Finally, some comments on your questions:
- In cell 13, we plot the mutual info between predictors and outcomes, where the recession outcome shifts 1-24 months into the future. The predictiveness ‘window’ varies by indicator. In cell 14, we shift the recession by 12 months, so we are trying to predict recessions 1 yr ahead.
- The sample visualization just illustrates how the MCMC sampling process works. The models in this section are based on sampling and it’s important to understand how this works - we simultaneously pick values for different predictors and this needs to follow some empirical regularity. The little ‘movie’ shows how the algos draw samples for two of the four predictors. The mathematial details are a bit beyond the scope of the book but the pymc3 docs have more info. See pages 302-304 in the book for an overview.

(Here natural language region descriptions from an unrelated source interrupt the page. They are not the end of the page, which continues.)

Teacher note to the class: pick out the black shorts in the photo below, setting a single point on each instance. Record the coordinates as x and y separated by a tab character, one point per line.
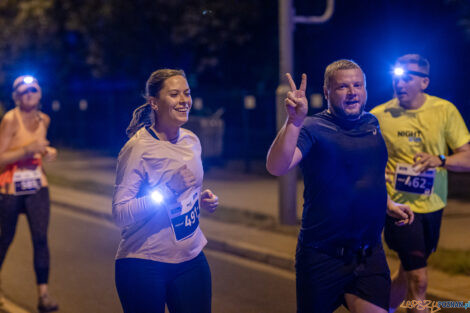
322	280
414	243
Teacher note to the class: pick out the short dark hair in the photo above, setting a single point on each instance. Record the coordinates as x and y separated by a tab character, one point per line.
421	61
339	65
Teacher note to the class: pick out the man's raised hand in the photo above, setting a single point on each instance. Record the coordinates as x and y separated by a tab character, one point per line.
296	101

- For the pros and cons of Metropolis-Hastings and NUTS, see the excerpt below from the same location in the book that highlights several aspects and points out additional resources if you’d like to dive deeper.

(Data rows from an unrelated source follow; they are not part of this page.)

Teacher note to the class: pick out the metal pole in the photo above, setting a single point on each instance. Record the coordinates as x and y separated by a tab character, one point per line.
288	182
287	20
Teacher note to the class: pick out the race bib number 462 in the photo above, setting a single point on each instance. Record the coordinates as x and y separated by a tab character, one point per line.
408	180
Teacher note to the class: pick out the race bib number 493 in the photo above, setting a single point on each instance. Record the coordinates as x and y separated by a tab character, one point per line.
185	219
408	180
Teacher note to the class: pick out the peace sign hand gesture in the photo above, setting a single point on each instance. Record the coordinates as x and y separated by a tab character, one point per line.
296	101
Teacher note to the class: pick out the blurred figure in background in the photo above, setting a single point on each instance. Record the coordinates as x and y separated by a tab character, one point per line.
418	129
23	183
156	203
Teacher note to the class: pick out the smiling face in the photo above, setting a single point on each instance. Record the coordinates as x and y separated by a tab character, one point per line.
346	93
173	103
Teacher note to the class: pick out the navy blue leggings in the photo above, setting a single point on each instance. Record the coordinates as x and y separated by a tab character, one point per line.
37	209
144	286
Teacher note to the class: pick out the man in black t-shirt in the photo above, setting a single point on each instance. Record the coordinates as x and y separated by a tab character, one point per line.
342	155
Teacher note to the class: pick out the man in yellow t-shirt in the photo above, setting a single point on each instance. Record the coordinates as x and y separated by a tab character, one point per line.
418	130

- The AUC score gives you the probability that two random samples are ranked correctly by the classifier. So 0.85 means there’s a 85% chance that if you pick two months where A is a recession and B is not that A has a higher score than B. This is different from accuracy and preferable because it accounts for class imbalances.

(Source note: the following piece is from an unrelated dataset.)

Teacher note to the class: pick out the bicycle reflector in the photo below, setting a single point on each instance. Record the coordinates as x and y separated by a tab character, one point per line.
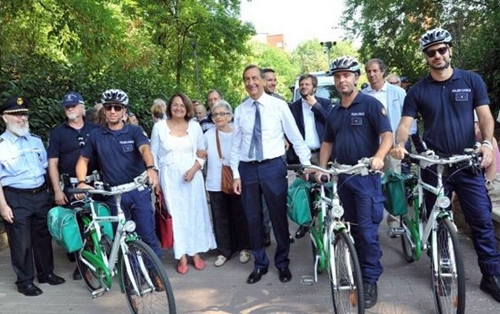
337	211
129	226
443	202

- The section ‘Prediction’ illustrates how to make prediction and the intro briefly discusses how this works technically with ‘shared variables’. See the linked pymc3 docs for more detail…
- The posterior predictive AUC score measures in-sample (training) performance.
Hope this helps!
The Metropolis-Hastings algorithm randomly proposes new locations based on its current state. It does so to effectively explore the sample space and reduce the correlation of samples relative to Gibbs sampling. To ensure that it samples from the posterior, it evaluates the proposal using the product of prior and likelihood, which is proportional to the posterior. It accepts with a probability that depends on the result relative to the corresponding value for the current sample.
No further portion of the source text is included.